Rather than telling the actual story of Bobby Riggs and Billie Jean King, and depicting their characters with something approaching authenticity and depth, the film is as two-dimensional as if it were Battle of the Sexes: The LEGGO Movie. It is like watching a top tennis player get an easy overhead smash and dump it in the net -- or swing wildly and miss it entirely.

It's a GREAT story that deserves a far better telling. 55 year-old former world #1 Bobby Riggs challenges 29 year-old and current world #1 Billie Jean King to a $100,000 tennis match, in a circus atmosphere hyped as pitting women's lib against male chauvinism. But of course its real purpose was to make money, and bundles of it, for ABC (which aired it live) for the Astrodome (where it was played) for the mob (which had a handsome payday from gamblers around the country) and, last but certainly not least, for tennis (and especially women's tennis) which saw an explosion in popularity that still echoes to this day.

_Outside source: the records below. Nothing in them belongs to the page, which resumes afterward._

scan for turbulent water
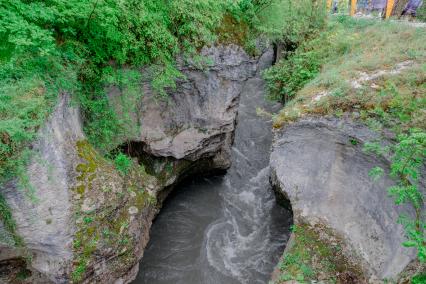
[134,78,291,284]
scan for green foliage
[366,129,426,262]
[0,195,23,246]
[0,0,276,243]
[114,153,132,175]
[264,0,330,103]
[275,224,359,284]
[411,273,426,284]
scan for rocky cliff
[0,46,273,283]
[271,118,416,283]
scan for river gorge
[133,69,292,284]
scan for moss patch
[275,224,362,284]
[71,141,156,283]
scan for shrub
[114,153,132,175]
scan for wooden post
[327,0,333,11]
[350,0,357,16]
[385,0,395,19]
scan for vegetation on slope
[0,0,270,244]
[265,12,426,281]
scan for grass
[275,224,360,284]
[274,17,426,132]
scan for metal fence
[327,0,423,19]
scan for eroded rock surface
[271,118,416,279]
[0,46,273,283]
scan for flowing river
[133,74,291,284]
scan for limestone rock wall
[271,118,416,279]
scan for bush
[264,0,326,103]
[114,153,132,175]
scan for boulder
[270,118,416,279]
[0,46,273,283]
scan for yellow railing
[327,0,395,19]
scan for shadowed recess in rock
[134,74,292,284]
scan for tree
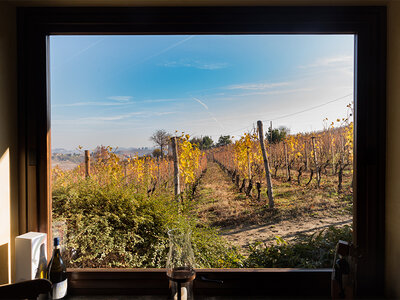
[190,135,214,150]
[151,148,161,158]
[217,135,232,147]
[265,126,290,144]
[150,129,170,158]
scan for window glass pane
[49,35,354,268]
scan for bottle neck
[53,245,60,254]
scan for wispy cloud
[107,96,133,102]
[52,111,177,124]
[299,55,353,69]
[53,101,126,107]
[53,37,107,71]
[235,88,314,97]
[162,59,228,70]
[225,82,289,90]
[141,99,176,103]
[192,97,208,110]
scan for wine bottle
[47,238,67,299]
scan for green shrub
[53,178,239,268]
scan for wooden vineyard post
[304,141,308,171]
[257,121,274,208]
[283,142,290,181]
[85,150,90,178]
[246,147,251,181]
[171,137,181,200]
[311,136,319,182]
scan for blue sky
[50,35,354,149]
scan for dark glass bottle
[47,238,67,299]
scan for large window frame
[18,6,386,297]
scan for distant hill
[51,147,155,169]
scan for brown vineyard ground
[194,162,352,254]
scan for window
[19,7,386,295]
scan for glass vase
[166,229,196,300]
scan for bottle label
[51,279,67,299]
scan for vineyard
[52,118,353,268]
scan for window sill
[68,269,332,299]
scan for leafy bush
[53,172,239,268]
[244,225,352,269]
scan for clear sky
[50,35,354,149]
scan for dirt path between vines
[196,162,352,253]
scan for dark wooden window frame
[18,6,386,296]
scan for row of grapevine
[208,119,353,198]
[52,135,207,196]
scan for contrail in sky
[192,97,208,110]
[191,96,225,130]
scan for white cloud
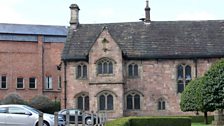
[0,0,28,23]
[175,11,215,20]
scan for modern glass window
[16,77,24,89]
[126,92,140,110]
[44,76,53,89]
[128,63,138,77]
[158,98,166,110]
[76,64,87,79]
[177,64,192,93]
[77,94,89,111]
[0,75,7,89]
[29,77,36,89]
[97,58,113,74]
[99,93,114,110]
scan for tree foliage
[180,78,204,111]
[1,93,27,104]
[202,59,224,110]
[29,95,60,113]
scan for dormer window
[177,64,192,93]
[97,58,113,74]
[76,63,87,79]
[128,63,138,77]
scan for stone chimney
[70,4,80,29]
[144,0,151,23]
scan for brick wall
[0,36,64,100]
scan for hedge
[106,117,191,126]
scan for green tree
[180,77,214,124]
[202,59,224,116]
[1,93,27,104]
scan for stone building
[62,1,224,118]
[0,24,67,100]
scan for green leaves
[203,59,224,109]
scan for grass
[191,123,211,126]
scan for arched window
[76,64,87,79]
[98,92,114,110]
[77,94,89,111]
[158,98,166,110]
[128,63,138,77]
[97,58,113,74]
[126,92,140,110]
[177,64,192,93]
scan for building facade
[0,24,67,100]
[61,4,224,118]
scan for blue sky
[0,0,224,25]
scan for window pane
[177,83,184,93]
[85,96,89,111]
[185,65,191,80]
[78,96,83,110]
[77,65,82,78]
[127,95,133,109]
[103,62,108,74]
[99,95,105,110]
[1,76,6,88]
[109,62,113,74]
[128,65,133,77]
[134,94,140,109]
[107,95,114,110]
[134,64,138,76]
[158,101,162,110]
[17,78,23,88]
[177,65,183,80]
[162,101,166,110]
[98,63,103,74]
[83,65,87,78]
[29,78,36,88]
[58,76,61,89]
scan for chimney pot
[69,4,80,29]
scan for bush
[1,93,27,104]
[29,95,60,114]
[189,116,214,123]
[106,117,191,126]
[106,117,131,126]
[130,117,191,126]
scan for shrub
[130,117,191,126]
[1,93,27,104]
[106,117,131,126]
[106,117,191,126]
[29,95,60,114]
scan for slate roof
[0,23,67,36]
[62,20,224,60]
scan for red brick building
[61,1,224,118]
[0,24,67,100]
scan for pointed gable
[63,20,224,60]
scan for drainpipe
[64,61,67,109]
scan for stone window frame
[58,76,62,90]
[44,75,53,90]
[96,90,117,112]
[76,62,88,80]
[95,57,116,76]
[29,77,37,89]
[124,90,144,111]
[157,97,167,111]
[0,74,8,89]
[16,76,25,89]
[176,63,193,93]
[127,62,139,78]
[74,92,90,111]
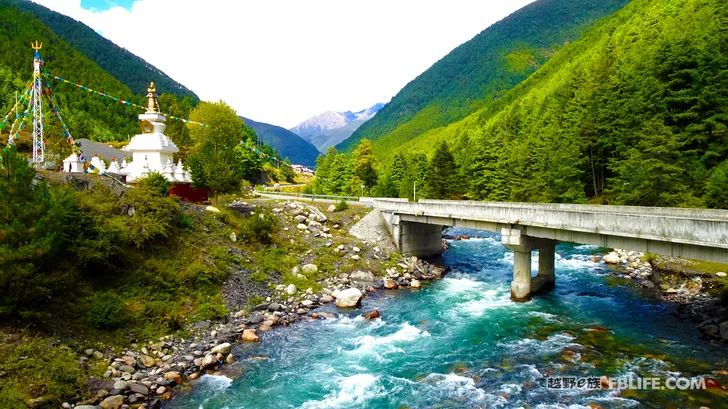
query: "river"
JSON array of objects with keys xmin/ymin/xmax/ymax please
[{"xmin": 167, "ymin": 230, "xmax": 728, "ymax": 409}]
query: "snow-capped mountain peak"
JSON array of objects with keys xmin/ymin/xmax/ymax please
[{"xmin": 291, "ymin": 103, "xmax": 384, "ymax": 152}]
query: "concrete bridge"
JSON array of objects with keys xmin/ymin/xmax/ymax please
[{"xmin": 372, "ymin": 199, "xmax": 728, "ymax": 301}]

Billie Jean King remains one of the greatest women athletes of all time. Not only did she have enormous physical gifts, but she was fierce and intimidating on the court, like a predatory animal.  You don't win 39 Grand Slam titles, give the middle finger to the patriarchal tennis establishment and lead a revolution by being ordinary and mediocre. But, as portrayed by Emma Stone, this fictional version of the still-living Billie Jean King is ordinary -- fragile, submissive and unsure-of-herself.  In this film, tennis is no more than a hobby for Billie Jean who spends most of her time mooning like a gawky, love-struck teenager over her hairdresser. Their breathless, sentimental lesbian affair is the center-piece of Battle of the Sexes and prompts some of the worst, most treacly movie dialogue this side of Love Story.

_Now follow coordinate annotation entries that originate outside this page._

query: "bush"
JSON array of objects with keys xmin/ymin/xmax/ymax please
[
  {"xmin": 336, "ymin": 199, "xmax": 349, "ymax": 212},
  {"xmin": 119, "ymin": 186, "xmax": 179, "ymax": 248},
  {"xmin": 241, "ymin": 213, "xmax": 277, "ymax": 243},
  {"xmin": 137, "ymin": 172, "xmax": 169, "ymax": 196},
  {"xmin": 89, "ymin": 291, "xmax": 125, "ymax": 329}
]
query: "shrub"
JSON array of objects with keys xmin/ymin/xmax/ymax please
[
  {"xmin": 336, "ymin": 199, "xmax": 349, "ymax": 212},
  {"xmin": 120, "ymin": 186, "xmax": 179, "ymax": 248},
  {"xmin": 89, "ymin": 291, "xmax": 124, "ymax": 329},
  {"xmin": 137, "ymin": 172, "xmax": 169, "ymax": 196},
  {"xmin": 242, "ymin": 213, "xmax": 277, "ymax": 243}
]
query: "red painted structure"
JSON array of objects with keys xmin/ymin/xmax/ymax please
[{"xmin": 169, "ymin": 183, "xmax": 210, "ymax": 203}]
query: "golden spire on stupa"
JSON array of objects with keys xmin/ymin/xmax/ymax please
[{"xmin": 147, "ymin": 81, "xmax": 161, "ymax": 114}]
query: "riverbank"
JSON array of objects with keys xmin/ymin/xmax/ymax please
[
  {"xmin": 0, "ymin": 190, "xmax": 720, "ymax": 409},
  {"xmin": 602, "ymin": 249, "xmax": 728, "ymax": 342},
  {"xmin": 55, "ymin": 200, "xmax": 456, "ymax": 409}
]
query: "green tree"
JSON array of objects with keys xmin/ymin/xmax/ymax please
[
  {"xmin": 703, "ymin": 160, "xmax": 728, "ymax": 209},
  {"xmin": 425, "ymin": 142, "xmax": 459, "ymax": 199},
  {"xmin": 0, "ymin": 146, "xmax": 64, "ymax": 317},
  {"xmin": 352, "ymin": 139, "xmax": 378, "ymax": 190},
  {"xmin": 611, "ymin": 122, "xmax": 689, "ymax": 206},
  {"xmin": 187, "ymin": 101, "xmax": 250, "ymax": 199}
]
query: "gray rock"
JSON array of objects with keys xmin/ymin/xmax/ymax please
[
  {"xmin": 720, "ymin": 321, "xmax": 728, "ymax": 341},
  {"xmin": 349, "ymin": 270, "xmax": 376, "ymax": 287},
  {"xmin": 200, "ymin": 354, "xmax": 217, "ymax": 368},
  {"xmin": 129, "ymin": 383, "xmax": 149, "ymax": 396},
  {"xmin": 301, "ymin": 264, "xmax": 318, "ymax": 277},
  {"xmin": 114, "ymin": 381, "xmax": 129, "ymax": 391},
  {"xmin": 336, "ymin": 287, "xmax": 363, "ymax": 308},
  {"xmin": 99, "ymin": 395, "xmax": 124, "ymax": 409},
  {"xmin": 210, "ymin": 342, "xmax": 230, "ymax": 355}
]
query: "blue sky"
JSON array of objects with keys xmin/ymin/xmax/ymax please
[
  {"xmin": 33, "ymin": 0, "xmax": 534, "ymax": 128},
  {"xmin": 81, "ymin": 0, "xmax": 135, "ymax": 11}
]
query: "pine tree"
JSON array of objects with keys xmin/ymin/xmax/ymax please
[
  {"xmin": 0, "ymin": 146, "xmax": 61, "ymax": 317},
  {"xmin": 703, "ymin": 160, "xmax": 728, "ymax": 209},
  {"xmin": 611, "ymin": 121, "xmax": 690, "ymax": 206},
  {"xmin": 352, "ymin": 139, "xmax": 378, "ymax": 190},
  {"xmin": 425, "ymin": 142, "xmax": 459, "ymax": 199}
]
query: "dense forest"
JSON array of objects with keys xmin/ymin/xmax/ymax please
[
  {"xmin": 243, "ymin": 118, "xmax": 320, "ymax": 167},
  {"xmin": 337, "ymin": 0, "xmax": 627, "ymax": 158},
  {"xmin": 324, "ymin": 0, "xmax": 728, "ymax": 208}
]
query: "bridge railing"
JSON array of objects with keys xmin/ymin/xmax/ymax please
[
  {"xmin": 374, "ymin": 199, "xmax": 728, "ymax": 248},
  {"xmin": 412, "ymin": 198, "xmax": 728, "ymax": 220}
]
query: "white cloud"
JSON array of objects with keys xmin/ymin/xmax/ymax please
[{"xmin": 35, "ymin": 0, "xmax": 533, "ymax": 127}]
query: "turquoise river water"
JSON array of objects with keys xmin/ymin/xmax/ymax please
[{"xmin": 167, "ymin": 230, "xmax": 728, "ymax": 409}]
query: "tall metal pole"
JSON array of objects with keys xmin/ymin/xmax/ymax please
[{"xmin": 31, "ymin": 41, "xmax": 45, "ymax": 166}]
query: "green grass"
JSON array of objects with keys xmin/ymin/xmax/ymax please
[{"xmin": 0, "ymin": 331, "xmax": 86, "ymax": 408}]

And then there's Bobby Riggs -- one of sports greatest hustlers -- who the filmmakers seem to take at clownish face value, making them (and us) dupes of his hustle. But Riggs (Steve Carell) was only a clown when it suited his con to be a clown. The film centers on a cartoony depiction of Riggs' marriage to his sterile heiress wife (Elizabeth Shue) while making no mention of the fact that Riggs (an addicted gambler) was into the mob for hundreds of thousands of dollars of gambling debts which could only be satisfied by throwing the match against King.

Great athletes are great for a reason -- talent, hard work, steely commitment to winning -- and Billie Jean King and Bobby Riggs were the best in the world. But that's something this flaccid movie has no interest in showing. Neither ever plays tennis. It's the equivalent of making a movie about Michael Jordan that refuses to show him dominating on the basketball court.

The result is a slightly entertaining rom/com that cheapens the real lives of everyone involved, not just Billie Jean and Bobby, but Bill Tilden, Rosie Casals, Margaret Court, (fashion designer) Ted Tinling and tennis itself. In some ways it is more of a circus than the circus it chronicles.  My recommendation? You're better off looking on eBay for the dusty old videocassette, microwaving some popcorn and watching the original ABC broadcast.